Abstract

Introduction: Pyomyositis is an uncommon suppurative infection of skeletal muscle. In recent times, it is becoming more prevalent in the context of immunosuppression and diabetes and it is known to show a preponderance for pelvic girdle muscles. We present a case of a primary infective pyomyositis of the gluteal musculature in a diabetic patient which presented initially as a typical greater trochanteric bursitis. Case Report: A 52 year old female presented with sudden onset left lateral thigh pain localized to the greater trochanteric region. Relevant comorbidities included a BMI of 35, uncontrolled non insulindependent diabetes mellitus and hypertension. Her HbA1c on presentation was 97mmol/mol. She had a raised CRP of 92 with a normal white cell count. MRI confirmed an ill-defined collection overlying the gluteal tendon insertions with extensive surrounding oedema. The patient was surgically managed and underwent incision and drainage through a direct lateral incision.

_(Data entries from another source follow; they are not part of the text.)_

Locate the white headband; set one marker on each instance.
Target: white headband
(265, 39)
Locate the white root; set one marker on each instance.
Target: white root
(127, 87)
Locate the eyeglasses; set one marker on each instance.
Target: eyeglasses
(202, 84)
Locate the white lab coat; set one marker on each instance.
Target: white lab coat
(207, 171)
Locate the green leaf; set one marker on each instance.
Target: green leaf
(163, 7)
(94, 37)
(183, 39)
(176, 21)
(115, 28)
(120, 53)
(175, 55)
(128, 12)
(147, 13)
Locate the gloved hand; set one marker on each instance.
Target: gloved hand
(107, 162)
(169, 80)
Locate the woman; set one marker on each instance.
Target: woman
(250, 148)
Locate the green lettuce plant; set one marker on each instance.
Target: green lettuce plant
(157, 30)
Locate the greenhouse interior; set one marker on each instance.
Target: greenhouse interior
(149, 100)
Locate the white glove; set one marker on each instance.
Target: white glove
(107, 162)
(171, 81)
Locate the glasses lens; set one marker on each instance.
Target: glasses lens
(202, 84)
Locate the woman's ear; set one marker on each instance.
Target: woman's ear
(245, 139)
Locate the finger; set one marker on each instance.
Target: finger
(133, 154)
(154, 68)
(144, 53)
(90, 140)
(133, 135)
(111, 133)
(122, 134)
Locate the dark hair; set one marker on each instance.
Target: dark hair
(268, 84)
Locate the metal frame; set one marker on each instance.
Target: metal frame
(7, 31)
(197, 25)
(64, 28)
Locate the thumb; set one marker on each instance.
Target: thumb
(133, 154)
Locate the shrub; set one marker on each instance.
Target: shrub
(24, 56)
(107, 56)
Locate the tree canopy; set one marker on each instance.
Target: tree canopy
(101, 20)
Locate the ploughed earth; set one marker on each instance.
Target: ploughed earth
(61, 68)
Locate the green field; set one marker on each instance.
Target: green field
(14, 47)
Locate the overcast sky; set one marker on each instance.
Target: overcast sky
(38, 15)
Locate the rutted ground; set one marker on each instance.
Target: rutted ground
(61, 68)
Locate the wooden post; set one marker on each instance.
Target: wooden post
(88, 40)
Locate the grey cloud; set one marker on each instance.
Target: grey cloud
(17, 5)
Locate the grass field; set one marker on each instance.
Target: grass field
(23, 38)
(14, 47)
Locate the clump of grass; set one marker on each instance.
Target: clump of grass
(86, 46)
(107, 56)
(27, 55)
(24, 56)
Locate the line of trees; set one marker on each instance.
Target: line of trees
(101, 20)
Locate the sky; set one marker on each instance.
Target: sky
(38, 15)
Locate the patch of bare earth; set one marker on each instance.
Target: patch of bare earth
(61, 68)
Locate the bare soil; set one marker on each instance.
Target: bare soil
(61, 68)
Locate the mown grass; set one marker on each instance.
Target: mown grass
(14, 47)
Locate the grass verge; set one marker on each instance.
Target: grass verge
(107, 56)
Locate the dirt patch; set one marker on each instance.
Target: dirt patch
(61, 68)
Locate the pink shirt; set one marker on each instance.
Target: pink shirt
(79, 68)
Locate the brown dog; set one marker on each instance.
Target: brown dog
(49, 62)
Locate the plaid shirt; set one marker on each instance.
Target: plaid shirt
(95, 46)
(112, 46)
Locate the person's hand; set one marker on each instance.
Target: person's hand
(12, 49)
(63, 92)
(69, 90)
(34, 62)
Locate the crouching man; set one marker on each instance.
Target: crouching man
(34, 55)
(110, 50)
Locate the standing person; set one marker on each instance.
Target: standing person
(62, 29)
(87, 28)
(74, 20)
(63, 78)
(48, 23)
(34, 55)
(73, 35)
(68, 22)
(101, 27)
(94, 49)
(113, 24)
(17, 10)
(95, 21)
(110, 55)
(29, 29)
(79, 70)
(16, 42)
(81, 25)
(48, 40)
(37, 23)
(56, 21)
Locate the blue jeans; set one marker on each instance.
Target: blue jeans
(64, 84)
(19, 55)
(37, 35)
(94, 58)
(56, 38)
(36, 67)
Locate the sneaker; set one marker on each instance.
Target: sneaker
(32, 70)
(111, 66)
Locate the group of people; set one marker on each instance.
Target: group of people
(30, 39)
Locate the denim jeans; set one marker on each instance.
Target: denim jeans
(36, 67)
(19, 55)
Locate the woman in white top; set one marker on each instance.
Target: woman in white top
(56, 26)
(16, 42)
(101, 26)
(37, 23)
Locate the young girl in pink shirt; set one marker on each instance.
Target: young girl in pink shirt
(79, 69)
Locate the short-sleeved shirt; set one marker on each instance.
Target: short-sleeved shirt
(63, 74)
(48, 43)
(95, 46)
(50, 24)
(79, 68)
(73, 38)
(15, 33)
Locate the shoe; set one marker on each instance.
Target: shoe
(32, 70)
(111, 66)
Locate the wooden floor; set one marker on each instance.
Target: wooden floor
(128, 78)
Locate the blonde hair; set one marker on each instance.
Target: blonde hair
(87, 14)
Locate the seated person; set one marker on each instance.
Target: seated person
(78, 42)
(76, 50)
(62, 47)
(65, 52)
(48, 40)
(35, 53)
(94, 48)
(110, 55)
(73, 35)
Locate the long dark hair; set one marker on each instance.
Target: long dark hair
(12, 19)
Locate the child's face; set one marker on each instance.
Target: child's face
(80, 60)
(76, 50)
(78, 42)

Samples sent were positive for staphylococcus aureus and the patient was commenced on IV flucloxacillin. They progressed to a full recovery. Conclusion: We recommend that consideration be given to infective pyomyositis in the differential for patients presenting acutely with trochanteric hip pain. Pyrexia, raised inflammatory markers and a history of diabetes mellitus or other immunosuppressive conditions should raise clinical suspicion for occult infection even in the setting of a common clinical complaint such as trochanteric hip pain. MRI is essential in achieving early diagnosis and surgical drainage and medical management can lead to a good clinical recovery.